Pourquoi des parents choisissent-ils de scolariser leurs enfants dans des écoles dites sans écrans ? Le site Dérives scolaires met en garde contre le discours apparent et la face cachée d’un mouvement.

En France, le premier à avoir parlé d’écoles sans écrans semble être le philosophe Bernard  Stiegler, dans un reportage télévisé qui expliquait que « ces écoles existent partout dans le monde » et affirmait que « si les pontes de la Silicon Valley y mettent leurs enfants c’est parce que, conscients des dangers de ce qu’ils produisent, ils en protègent leurs enfants ». Reportage illustré avec une école Steiner en France. Ce discours mérite de prendre un peu de recul. Oui, des cadres de la Silicon Valley choisissent la Waldorf School of Peninsula, une école coûteuse et atypique pour leurs enfants. Est-ce vraiment parce qu’il n’y a pas d’écrans ? Peut-être… Mais ce n’est pas du tout certain. Ce qui l’est par contre, c’est que cela ne pénalise pas leurs enfants qui ont tout ce qu’il faut à la maison pour compenser.

Doctrine ésotérique anti-technologie

Ce qui n’est jamais dit, sur les sites des écoles Steiner notamment, c’est la raison de fond qui conduit ces écoles à écarter les ordinateurs. Les pédagogues Steiner se défendent de transmettre l’anthroposophie aux élèves mais les principes pédagogiques et les rituels de la vie de l’école sont issus de la doctrine. Les écrans sont donc proscrits de ces écoles parce que, relevant de la technologie, ils seraient habités par le démon Ahriman qui « éloignerait les hommes de leur spiritualité en favorisant la superstition scientifique ». Selon cette doctrine, « la vie intellectuelle et les savoirs sont jugés dangereux, il faut leur préférer l’intuition qui vient directement des mondes spirituels ».

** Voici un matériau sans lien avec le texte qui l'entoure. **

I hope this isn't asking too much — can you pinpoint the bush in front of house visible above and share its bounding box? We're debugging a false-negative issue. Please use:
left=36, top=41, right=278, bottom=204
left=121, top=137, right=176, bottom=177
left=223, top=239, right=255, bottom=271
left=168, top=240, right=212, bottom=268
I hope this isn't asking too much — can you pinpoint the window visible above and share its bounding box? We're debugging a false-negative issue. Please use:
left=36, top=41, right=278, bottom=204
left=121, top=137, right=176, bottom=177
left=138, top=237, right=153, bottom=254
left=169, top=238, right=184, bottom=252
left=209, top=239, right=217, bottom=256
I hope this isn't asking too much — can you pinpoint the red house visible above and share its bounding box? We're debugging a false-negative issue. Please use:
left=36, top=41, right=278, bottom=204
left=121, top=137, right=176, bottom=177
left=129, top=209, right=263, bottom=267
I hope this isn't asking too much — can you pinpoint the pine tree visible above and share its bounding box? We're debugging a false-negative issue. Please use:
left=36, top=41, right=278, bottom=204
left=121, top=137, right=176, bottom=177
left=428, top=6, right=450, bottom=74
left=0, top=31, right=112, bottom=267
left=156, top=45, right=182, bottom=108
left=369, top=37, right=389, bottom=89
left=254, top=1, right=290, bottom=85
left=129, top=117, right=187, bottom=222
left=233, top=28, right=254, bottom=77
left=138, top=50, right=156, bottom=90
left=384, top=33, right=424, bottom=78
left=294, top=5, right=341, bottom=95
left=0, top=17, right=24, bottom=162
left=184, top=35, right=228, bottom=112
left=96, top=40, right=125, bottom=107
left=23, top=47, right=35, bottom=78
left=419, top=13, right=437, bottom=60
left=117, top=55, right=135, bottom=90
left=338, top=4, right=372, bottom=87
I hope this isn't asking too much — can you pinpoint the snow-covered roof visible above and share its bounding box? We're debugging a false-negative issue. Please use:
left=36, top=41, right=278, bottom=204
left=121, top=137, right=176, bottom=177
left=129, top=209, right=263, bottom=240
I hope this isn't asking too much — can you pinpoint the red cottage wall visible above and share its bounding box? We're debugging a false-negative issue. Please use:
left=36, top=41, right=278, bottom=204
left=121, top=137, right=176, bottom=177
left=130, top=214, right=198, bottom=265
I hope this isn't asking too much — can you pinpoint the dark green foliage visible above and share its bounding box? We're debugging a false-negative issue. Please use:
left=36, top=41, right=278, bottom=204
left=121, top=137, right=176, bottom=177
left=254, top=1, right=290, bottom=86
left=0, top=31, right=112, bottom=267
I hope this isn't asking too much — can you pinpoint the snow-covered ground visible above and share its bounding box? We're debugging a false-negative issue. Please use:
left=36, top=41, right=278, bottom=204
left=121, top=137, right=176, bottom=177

Si des cadres de la Silicon Valley scolarisent leur progéniture dans une école relevant d’une doctrine ésotérique anti-technologie, ce n’est peut-être pas pour les protéger. Peut-être ignorent-ils la nature d’une telle école faisant simplement le choix d’une école alternative coûteuse, réservée à une élite, pour offrir « le meilleur à leurs enfants »… L’anthroposophie, par contre, trouve dans cet exemple une illustration avantageuse de sa doctrine. 

Quoi qu’il en soit, la vigilance reste de mise. Il ne faut pas perdre de vue que les écoles Steiner, comme d’autres qui cherchent à endoctriner leurs élèves, craignent ce qui vient de l’extérieur et risquerait de trop remettre en question leur doctrine. Donc Internet, mais aussi plus largement l’éducation aux médias et à l’esprit critique, sont assez logiquement écartés de ces écoles particulières. S’il y a lieu de s’interroger sur le rapport aux écrans, il faut se méfier des nombreux mythes qui les entourent.